Não sei sequer se a Direita - entendida com o campo das ideias daqueles que defendem um conjunto de princípios jusnaturalistas contrários à deriva ideológica da modernidade - existe ainda. Pode ter lugar no coração de muitos, mas não se passeia nos corredores do poder político. A Esquerda - o anticristo ateísta disfarçado de grande libertador tolerante - tomou de assalto os mecanismos do exercício desse poder político e não se resignou à queda das experiências genocídas do passado. Criou outra, acolhendo o neo-liberalismo económico (fazendo-o depender do Estado) e mantendo uma ditadura do pensamento, galopante e dogmática, adversa a qualquer expressão de Cristianismo e de outras coisas que cheirem a baú e a virtude. A não ser que, claro está, nos enredemos na teia-de-aranha marxista até não mais nos conseguirmos escapar.

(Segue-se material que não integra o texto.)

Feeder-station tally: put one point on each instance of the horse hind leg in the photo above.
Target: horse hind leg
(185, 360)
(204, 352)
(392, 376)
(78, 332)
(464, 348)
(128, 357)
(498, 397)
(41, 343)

A promulgação do "casamento homossexual" (já aqui tinha justificado que até me borrifava para a concepção civil de casamento, mas o caso não deixa de ser grave) é paradigmática desta situação. Cavaco Silva, tido como homem de Direita, quiçá "conservador", apresenta-se a fazer beicinho, mas lá aprova a coisa para não "alimentar a discórdia pública" (sic). E digam lá que isto não faz lembrar os tempos idos da discussão sobre o aborto, quando a tal Direita cavaquista e pórtista (afecta ao Paulinho das feiras) bradava aos céus que o tema não devia ser trazido à baila porque, e cito de cor, "o momento não o justificava" e "há coisas mais importantes em que pensar". E agora aí temos mais uma vez do mesmo, mas de pernas para o ar: para não dizerem que empecilhava o momento com coisas que podem prejudicar o debate sobre o que "realmente importa", o Cavaco deixou passar a caravana - que os cães estão presos vai para anos.

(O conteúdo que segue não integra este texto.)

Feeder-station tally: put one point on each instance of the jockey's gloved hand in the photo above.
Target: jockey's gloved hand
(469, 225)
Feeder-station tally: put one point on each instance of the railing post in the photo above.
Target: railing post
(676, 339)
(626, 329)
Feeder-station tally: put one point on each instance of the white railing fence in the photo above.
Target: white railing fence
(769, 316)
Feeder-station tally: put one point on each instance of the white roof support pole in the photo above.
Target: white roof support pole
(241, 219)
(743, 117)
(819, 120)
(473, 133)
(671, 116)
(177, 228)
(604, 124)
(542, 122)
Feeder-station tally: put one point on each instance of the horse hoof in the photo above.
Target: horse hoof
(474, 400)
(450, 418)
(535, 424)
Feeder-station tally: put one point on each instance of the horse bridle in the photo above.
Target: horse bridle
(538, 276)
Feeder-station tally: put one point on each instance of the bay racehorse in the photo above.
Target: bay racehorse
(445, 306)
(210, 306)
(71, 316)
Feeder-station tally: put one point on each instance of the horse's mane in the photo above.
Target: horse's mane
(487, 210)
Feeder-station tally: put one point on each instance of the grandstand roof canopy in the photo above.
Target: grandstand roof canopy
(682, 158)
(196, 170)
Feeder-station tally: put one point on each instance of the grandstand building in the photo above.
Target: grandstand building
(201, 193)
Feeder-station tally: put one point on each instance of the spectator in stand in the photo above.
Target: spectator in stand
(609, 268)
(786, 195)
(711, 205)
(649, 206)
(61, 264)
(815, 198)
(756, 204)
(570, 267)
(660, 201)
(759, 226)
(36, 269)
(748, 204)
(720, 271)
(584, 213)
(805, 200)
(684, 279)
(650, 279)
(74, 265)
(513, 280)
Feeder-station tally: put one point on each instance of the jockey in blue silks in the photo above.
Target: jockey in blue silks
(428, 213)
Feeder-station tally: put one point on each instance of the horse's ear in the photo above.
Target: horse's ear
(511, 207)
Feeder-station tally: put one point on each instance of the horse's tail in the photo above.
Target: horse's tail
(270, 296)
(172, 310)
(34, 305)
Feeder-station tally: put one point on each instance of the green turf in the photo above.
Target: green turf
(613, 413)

O problema é que não há nada de mais importante nem urgente do que fazer a defesa da vida humana ou, como hoje, da família natural. Seja em que altura for, caia o Carmo e a Trindade, mais as Torres Gémeas e o Euro. Caia o que cair. Mas a Direita, ou aqueles que se julgam senhores de uma herança politico-filosófica que desconhecem por completo, vai argumentando que não dá jeito e que o governo quer criar manobras de diversão com determinados temas, porque não sabem patavina do que hão-de contrapor ao progressismo dos direitos que lhes coloca o comer no prato. Um pouco como um desempregado que entra na Segurança Social a reclamar com tudo e todos, mas que fecha a boca quando lhe dão o cheque para a mão.

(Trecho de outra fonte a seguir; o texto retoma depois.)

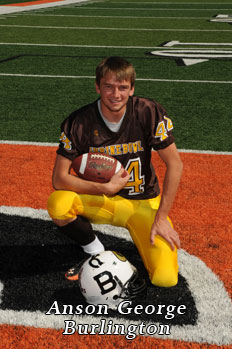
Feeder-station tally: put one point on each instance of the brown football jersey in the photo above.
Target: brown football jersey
(145, 126)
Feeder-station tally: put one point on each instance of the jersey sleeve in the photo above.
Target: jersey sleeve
(161, 127)
(69, 140)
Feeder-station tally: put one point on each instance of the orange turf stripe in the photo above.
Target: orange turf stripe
(36, 2)
(29, 337)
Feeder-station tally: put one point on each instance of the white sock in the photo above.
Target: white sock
(94, 247)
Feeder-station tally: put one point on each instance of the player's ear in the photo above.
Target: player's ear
(97, 88)
(132, 91)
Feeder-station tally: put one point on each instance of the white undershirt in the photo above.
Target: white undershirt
(113, 126)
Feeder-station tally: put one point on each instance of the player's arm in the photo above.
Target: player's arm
(62, 179)
(174, 168)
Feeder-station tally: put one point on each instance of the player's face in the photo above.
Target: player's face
(114, 95)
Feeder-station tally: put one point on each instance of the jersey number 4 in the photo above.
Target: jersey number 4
(136, 181)
(161, 130)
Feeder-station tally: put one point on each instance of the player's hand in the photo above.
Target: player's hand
(117, 182)
(163, 228)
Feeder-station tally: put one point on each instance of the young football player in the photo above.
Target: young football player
(126, 127)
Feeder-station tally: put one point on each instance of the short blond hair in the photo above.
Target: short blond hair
(123, 69)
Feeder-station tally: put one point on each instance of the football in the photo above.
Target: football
(96, 167)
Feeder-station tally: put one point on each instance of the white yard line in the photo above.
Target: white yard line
(113, 29)
(116, 17)
(6, 9)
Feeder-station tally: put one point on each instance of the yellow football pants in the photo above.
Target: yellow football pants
(135, 215)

Esta Direita subsidio-dependente dos postulados da Esquerda não serve. O neo-conservadorismo, pouco distinto do neo-liberalismo e de todos os "neo's" hodiernos, é a mais séria ameaça ao pensamento tradicional. Bento XVI disse no avião que o trouxe a Portugal que, actualmente, a pior perseguição à Igreja vem de dentro, dos que se dizem católicos sem viverem em Cristo. Pois bem, nada mais adequado à Tradição, que tem os inimigos mais perigosos nestes pobres reféns do iluminismo. Relativizados no lugar que lhes coube na democracia jacobina, rebaixam o que de mais sagrado existe ao mesmo patamar de tudo o resto, diluindo a Direita numa Esquerda moderada.